Commission Charbonneau - Durocher a tenté d’organiser son système de collusion
Devant la commission Charbonneau, M. Durocher a rapporté qu’il s’était résigné à tenter d’organiser un tel groupe dans la banlieue nord en voyant des entrepreneurs de Montréal et de Laval obtenir des contrats sur ce territoire, alors qu’eux ne pouvaient obtenir de contrats à Montréal et à Laval.
« En 2008, après que l’étau se serrait sur toutes les villes, les entrepreneurs et tout, j’ai décidé, avec trois autres, de dire “ on n’est pas pires qu’ailleurs, on va former un système de collusion, on va sortir les entrepreneurs qui nous sortent d’autres municipalités ”», a témoigné l’entrepreneur Durocher.
Il a confirmé qu’une vingtaine d’entrepreneurs avaient participé à la rencontre au Ramada Inn de Blainville, le 10 mai 2008, notamment des entrepreneurs de Laval.
« Ça s’est avéré le fouillis total. La chicane a parti. Les gars ont garroché des papiers. Ils sont tous partis, puis la réunion s’est conclue avec deux heures et demie de perte de temps. Puis le lundi matin, la guerre a recommencé entre les entrepreneurs et ç’a été fini », a-t-il résumé.
Sa tentative a donc échoué, comme l’avait raconté à la commission l’ex-dirigeant d’Infrabec, Lino Zambito, qui avait participé à la rencontre.
Ingénieurs et tactiques
Plus tôt dans la journée, M. Durocher a relaté d’autres tactiques auxquelles il a fait face dans le milieu de la construction dans la banlieue nord de Montréal et à Montréal pour tenter d’empêcher la libre concurrence ou de compliquer la vie à ceux qui ne veulent pas participer au système de collusion.
Il a notamment relaté le cas d’un contrat à Saint-Janvier de Mirabel pour lequel on lui avait d’abord demandé de « se tasser » pour laisser la place à une autre entreprise, ce qu’il avait refusé de faire.

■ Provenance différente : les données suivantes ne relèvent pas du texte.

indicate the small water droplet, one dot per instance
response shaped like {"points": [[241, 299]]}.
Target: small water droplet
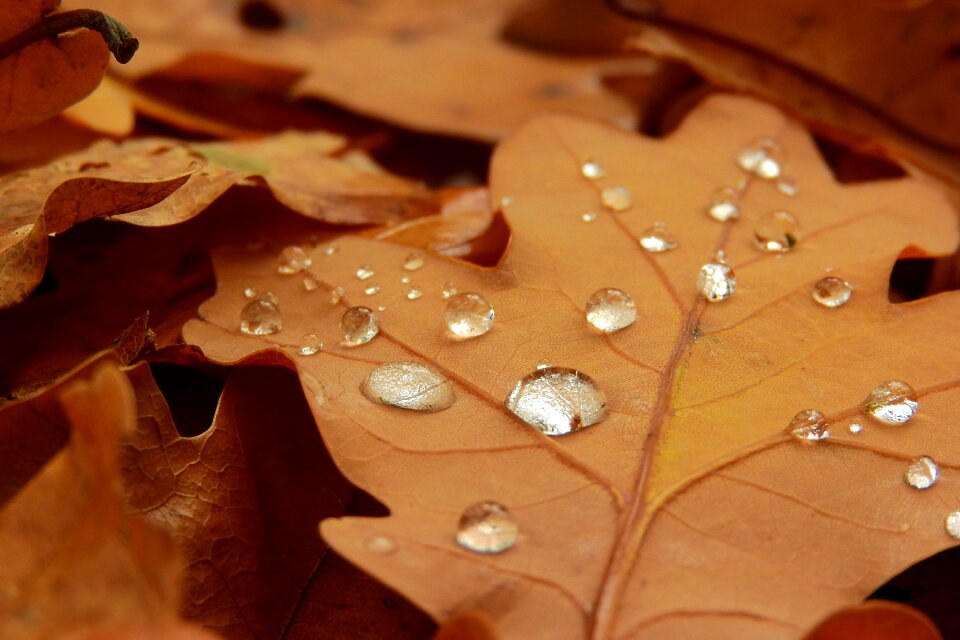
{"points": [[611, 310], [557, 400], [725, 204], [616, 198], [776, 232], [487, 527], [413, 262], [310, 345], [832, 292], [293, 259], [892, 402], [810, 426], [468, 315], [658, 239], [359, 325], [922, 473], [365, 272], [260, 317], [409, 385], [592, 170], [716, 281]]}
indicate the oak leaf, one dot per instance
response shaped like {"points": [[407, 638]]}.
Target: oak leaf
{"points": [[689, 510]]}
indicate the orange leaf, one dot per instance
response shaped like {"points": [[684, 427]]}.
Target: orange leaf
{"points": [[688, 511]]}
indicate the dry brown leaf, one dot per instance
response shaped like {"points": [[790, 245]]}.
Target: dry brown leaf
{"points": [[425, 64], [688, 511], [156, 182], [896, 81], [72, 563]]}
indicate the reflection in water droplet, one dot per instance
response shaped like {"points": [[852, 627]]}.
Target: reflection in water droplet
{"points": [[358, 326], [365, 272], [725, 204], [892, 402], [610, 310], [409, 385], [616, 198], [310, 345], [716, 281], [468, 315], [778, 231], [592, 170], [260, 317], [810, 426], [413, 262], [922, 473], [658, 239], [557, 400], [293, 259], [832, 292], [487, 527]]}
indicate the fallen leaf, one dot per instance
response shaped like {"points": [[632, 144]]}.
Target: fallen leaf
{"points": [[688, 511], [72, 563], [438, 67]]}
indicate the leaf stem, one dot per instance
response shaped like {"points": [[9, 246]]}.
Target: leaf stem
{"points": [[118, 38]]}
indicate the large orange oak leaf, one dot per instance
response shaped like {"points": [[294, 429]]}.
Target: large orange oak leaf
{"points": [[424, 64], [155, 182], [72, 563], [688, 511]]}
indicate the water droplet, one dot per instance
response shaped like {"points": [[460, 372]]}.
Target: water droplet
{"points": [[487, 527], [616, 198], [358, 326], [658, 239], [832, 292], [778, 231], [592, 170], [892, 402], [293, 259], [310, 345], [409, 385], [260, 317], [413, 262], [810, 426], [468, 315], [557, 400], [716, 281], [365, 272], [725, 204], [922, 473], [952, 524], [610, 310]]}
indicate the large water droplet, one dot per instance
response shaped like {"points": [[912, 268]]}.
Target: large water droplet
{"points": [[610, 310], [487, 527], [468, 315], [616, 198], [260, 317], [358, 326], [832, 292], [557, 400], [293, 259], [892, 402], [409, 385], [922, 473], [658, 239], [810, 426], [776, 232], [716, 281]]}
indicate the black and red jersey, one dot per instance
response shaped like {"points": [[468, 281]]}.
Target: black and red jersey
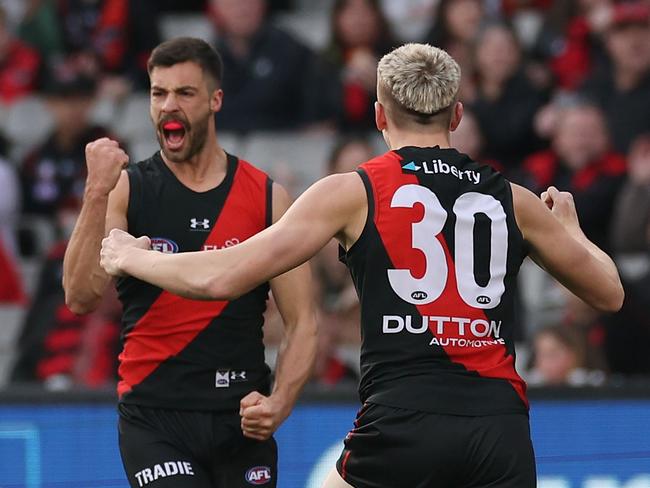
{"points": [[435, 269], [189, 354]]}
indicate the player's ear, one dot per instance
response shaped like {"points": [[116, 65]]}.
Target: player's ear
{"points": [[380, 117], [216, 99], [456, 116]]}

Il s’était aussi fait dire que, si jamais il remportait cet appel d’offres, cet appel serait ensuite annulé pour ne pas qu’il puisse effectivement exécuter les travaux. L’appel d’offres a effectivement été annulé.

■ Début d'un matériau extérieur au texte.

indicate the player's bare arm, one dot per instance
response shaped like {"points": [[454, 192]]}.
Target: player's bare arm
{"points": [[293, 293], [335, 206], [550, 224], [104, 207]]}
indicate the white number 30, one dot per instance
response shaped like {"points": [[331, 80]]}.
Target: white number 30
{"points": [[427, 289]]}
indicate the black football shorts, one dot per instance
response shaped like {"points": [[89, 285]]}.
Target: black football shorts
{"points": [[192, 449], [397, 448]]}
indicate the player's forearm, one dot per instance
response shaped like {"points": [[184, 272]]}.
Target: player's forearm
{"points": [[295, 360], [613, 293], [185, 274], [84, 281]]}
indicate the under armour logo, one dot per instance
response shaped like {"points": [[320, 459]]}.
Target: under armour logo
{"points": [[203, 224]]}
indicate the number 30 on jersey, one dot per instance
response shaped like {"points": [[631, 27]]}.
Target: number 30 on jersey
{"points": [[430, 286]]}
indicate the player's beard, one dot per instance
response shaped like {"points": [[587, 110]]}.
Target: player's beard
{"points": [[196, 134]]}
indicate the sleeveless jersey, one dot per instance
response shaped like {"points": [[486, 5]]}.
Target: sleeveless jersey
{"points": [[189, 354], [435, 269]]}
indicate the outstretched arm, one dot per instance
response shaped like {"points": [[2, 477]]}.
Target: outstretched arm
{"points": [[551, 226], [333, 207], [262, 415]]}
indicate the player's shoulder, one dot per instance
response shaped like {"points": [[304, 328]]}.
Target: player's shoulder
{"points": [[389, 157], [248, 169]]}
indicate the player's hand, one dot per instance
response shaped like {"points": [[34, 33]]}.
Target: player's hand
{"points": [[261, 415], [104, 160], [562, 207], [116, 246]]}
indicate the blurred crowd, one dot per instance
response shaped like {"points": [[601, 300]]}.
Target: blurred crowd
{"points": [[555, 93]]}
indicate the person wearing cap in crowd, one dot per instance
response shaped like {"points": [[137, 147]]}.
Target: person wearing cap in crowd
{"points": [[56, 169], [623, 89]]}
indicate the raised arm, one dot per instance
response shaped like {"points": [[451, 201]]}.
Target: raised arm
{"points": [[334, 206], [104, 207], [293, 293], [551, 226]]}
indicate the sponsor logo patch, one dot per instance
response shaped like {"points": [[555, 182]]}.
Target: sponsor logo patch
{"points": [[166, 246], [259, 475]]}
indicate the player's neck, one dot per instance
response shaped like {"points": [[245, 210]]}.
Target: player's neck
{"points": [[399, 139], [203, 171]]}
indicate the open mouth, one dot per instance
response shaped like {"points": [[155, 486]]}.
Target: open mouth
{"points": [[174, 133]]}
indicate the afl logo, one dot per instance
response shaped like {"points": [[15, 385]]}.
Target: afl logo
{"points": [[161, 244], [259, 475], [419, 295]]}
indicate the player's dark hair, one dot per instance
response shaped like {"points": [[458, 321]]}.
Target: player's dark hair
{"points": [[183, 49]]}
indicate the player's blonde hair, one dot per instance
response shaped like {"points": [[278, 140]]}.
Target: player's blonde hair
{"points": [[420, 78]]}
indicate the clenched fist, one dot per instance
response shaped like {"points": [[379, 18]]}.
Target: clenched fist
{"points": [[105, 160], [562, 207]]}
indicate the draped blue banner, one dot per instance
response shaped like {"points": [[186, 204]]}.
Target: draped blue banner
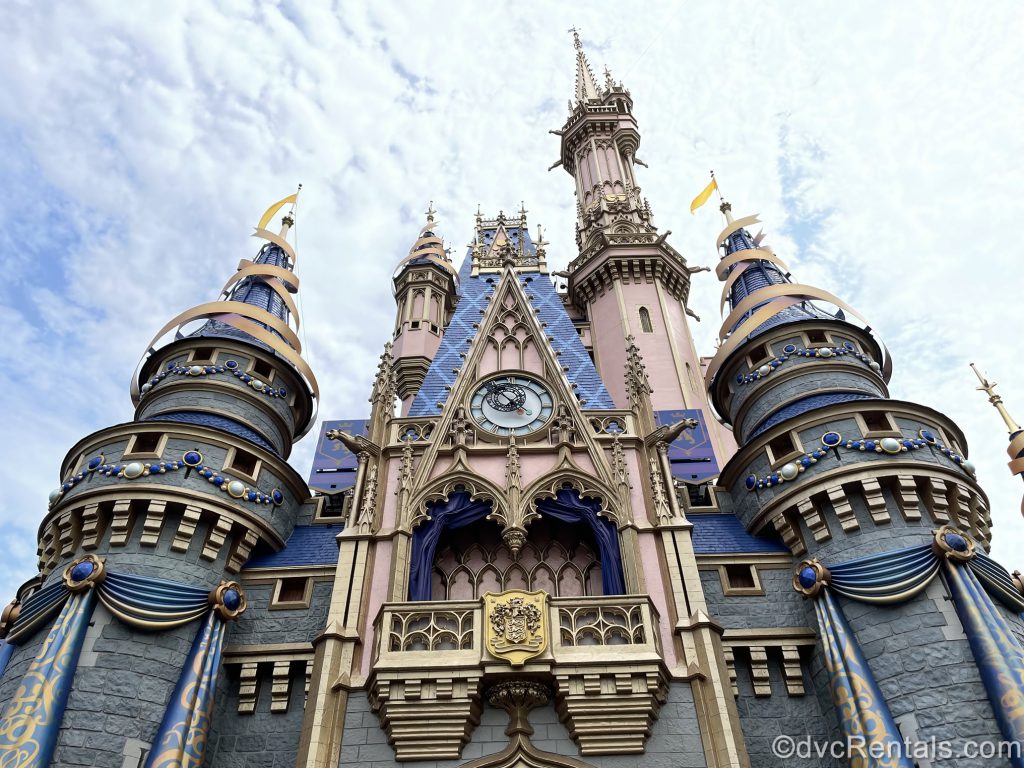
{"points": [[6, 651], [181, 740], [31, 723], [456, 512], [996, 651], [459, 510], [887, 577], [568, 507], [861, 710], [152, 603]]}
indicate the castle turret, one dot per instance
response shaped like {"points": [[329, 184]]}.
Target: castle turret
{"points": [[627, 281], [872, 496], [153, 521], [425, 290]]}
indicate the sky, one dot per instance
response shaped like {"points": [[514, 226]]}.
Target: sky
{"points": [[880, 142]]}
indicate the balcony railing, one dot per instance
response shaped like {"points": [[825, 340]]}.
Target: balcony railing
{"points": [[616, 628]]}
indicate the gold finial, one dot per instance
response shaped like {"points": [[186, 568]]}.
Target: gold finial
{"points": [[989, 388]]}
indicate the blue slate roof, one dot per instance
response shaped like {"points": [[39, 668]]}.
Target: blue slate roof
{"points": [[217, 422], [808, 403], [308, 545], [473, 294], [714, 535]]}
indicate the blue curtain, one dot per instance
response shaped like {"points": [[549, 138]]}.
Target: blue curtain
{"points": [[181, 739], [996, 651], [458, 511], [31, 724], [861, 710], [568, 507]]}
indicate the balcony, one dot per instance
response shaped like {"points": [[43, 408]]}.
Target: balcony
{"points": [[603, 660]]}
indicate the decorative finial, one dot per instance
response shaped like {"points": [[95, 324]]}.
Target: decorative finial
{"points": [[989, 388]]}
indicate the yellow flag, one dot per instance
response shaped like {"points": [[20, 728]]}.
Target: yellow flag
{"points": [[700, 199], [273, 209]]}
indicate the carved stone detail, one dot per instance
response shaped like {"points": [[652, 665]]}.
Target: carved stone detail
{"points": [[609, 710], [427, 718]]}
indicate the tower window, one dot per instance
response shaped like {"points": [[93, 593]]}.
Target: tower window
{"points": [[877, 421], [781, 446], [739, 579], [243, 463], [292, 593], [145, 444], [645, 325], [262, 368], [203, 354]]}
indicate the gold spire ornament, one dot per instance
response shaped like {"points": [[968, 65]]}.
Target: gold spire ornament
{"points": [[989, 388]]}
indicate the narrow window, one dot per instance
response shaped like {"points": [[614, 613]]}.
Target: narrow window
{"points": [[645, 325], [204, 354], [244, 463], [740, 577], [262, 368], [781, 445], [292, 591], [877, 421]]}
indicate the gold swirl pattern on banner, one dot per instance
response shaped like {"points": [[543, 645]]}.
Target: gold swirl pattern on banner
{"points": [[862, 713], [181, 741], [31, 723], [281, 337], [765, 303], [996, 650]]}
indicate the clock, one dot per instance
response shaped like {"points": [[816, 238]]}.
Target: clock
{"points": [[511, 406]]}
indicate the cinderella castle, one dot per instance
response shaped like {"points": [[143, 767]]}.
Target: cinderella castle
{"points": [[560, 538]]}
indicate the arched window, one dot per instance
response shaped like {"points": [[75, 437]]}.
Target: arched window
{"points": [[645, 325]]}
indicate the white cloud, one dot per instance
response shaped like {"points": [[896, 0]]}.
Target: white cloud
{"points": [[140, 145]]}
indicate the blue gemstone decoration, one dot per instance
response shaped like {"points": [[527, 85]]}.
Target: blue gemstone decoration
{"points": [[82, 571], [808, 577], [955, 542], [231, 599]]}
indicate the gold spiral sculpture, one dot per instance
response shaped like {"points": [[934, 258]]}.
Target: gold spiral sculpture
{"points": [[772, 299], [252, 320]]}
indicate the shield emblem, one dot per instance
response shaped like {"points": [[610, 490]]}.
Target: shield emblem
{"points": [[516, 625]]}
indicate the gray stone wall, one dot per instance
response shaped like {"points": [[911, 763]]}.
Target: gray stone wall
{"points": [[779, 606], [261, 626], [262, 739], [675, 739], [766, 718]]}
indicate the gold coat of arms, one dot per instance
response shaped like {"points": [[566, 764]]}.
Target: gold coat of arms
{"points": [[516, 625]]}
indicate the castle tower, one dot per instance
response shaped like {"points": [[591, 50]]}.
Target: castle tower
{"points": [[877, 502], [151, 526], [627, 275], [425, 287]]}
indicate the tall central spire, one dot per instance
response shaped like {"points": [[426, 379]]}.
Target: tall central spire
{"points": [[586, 85]]}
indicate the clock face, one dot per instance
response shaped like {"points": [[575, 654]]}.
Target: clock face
{"points": [[511, 406]]}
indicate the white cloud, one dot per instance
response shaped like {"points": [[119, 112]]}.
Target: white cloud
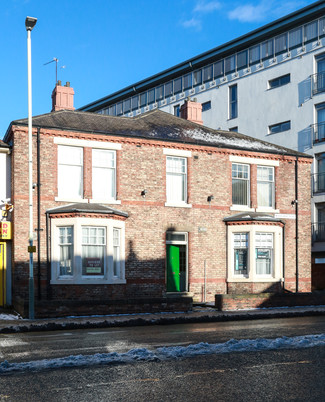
{"points": [[264, 9], [206, 7], [202, 7]]}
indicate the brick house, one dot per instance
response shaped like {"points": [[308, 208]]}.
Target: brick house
{"points": [[151, 212]]}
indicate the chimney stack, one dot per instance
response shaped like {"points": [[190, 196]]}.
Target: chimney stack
{"points": [[192, 111], [62, 97]]}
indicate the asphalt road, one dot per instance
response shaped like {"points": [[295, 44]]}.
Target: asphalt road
{"points": [[286, 375], [45, 345]]}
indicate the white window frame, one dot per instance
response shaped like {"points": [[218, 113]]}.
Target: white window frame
{"points": [[272, 206], [77, 277], [181, 154], [112, 199], [277, 254], [248, 181], [61, 195]]}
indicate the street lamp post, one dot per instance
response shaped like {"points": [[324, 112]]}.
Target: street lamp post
{"points": [[29, 24]]}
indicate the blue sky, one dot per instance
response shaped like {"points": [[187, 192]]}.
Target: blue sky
{"points": [[105, 45]]}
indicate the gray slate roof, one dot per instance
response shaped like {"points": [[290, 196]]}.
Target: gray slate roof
{"points": [[156, 125], [86, 208]]}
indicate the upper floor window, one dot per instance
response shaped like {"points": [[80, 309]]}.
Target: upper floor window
{"points": [[206, 106], [233, 108], [70, 172], [279, 127], [240, 184], [265, 186], [103, 174], [264, 253], [176, 180], [279, 81]]}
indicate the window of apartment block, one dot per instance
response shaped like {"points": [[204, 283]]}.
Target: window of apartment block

Le commissaire Renaud Lachance lui a demandé pourquoi Excavations Panthère n’avait pas de territoire attitré comme d’autres entreprises de construction dans la banlieue nord.
« Pour avoir un territoire, pour un entrepreneur, ça te prend une firme d’ingénieurs et ça te prend une ville. Si tu ne donnes pas de bonbons à une firme d’ingénieurs, il n’a pas d’intérêt à te localiser ou à te donner de l’ouvrage dans n’importe quelle ville. Il faut que tu embarques dans un système de collusion », lui a répondu M. Durocher.

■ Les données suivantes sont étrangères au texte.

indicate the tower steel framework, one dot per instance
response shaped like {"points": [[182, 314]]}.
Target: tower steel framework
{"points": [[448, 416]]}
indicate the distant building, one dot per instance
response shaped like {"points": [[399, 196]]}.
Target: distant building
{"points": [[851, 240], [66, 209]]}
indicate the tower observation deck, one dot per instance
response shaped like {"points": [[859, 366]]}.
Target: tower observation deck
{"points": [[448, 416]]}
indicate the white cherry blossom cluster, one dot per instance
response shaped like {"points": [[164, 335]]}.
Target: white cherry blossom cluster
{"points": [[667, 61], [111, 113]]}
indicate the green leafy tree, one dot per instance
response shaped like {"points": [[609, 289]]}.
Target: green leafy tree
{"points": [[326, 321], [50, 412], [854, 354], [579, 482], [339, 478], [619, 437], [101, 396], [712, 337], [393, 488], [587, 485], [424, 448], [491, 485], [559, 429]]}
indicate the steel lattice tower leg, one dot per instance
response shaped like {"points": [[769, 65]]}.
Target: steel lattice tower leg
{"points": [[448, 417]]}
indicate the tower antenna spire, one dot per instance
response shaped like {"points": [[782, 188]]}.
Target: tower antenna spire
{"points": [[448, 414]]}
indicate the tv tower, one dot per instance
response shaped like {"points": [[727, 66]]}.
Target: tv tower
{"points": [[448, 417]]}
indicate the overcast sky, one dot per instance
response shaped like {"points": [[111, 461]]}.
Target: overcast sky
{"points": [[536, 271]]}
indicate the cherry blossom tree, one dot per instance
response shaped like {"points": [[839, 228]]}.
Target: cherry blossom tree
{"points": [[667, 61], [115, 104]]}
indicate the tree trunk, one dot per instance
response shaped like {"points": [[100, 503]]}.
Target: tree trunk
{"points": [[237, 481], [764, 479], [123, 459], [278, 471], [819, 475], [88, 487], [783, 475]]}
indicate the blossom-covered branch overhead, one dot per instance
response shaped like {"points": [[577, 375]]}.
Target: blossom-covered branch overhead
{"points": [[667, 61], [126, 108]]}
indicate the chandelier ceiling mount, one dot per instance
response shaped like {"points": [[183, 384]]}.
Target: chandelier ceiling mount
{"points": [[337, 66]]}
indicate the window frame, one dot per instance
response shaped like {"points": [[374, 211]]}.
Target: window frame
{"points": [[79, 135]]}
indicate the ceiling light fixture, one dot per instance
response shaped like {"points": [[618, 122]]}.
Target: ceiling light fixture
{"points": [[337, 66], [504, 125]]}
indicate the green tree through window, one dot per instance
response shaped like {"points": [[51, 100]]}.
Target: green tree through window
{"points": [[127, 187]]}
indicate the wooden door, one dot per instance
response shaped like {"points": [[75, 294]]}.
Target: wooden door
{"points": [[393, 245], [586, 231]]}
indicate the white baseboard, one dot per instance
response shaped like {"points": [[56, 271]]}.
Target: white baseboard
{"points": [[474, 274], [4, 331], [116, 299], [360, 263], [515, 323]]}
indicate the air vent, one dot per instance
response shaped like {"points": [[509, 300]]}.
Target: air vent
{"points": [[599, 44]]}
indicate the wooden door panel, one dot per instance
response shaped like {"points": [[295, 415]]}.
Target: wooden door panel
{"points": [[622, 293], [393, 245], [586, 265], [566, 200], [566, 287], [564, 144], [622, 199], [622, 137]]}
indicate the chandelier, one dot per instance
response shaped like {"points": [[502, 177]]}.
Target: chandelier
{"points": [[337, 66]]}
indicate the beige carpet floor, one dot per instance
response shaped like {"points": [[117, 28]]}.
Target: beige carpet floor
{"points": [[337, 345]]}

Contre-interrogé par le procureur de l’Association de la construction, Me Daniel Rochefort, M. Durocher a soutenu qu’il y avait « beaucoup » d’entreprises victimes de la collusion comme la sienne.
« Quand je vous dis qu’une entreprise comme la mienne, on a été obligé de travailler à Val-d’Or parce qu’il y a un manque d’ouvrage [ici], ou à La Tuque, parce qu’on ne peut pas percer le marché [ici], il y a réellement un problème », s’est-il exclamé.
Il affirme qu’ailleurs au Québec, il n’a jamais vécu de tels problèmes. « Au contraire, quand j’arrivais sur un contrat de Val-d’Or, il y a un entrepreneur qui me demandait si j’avais besoin d’équipement, qui était prêt à me les fournir », a-t-il raconté.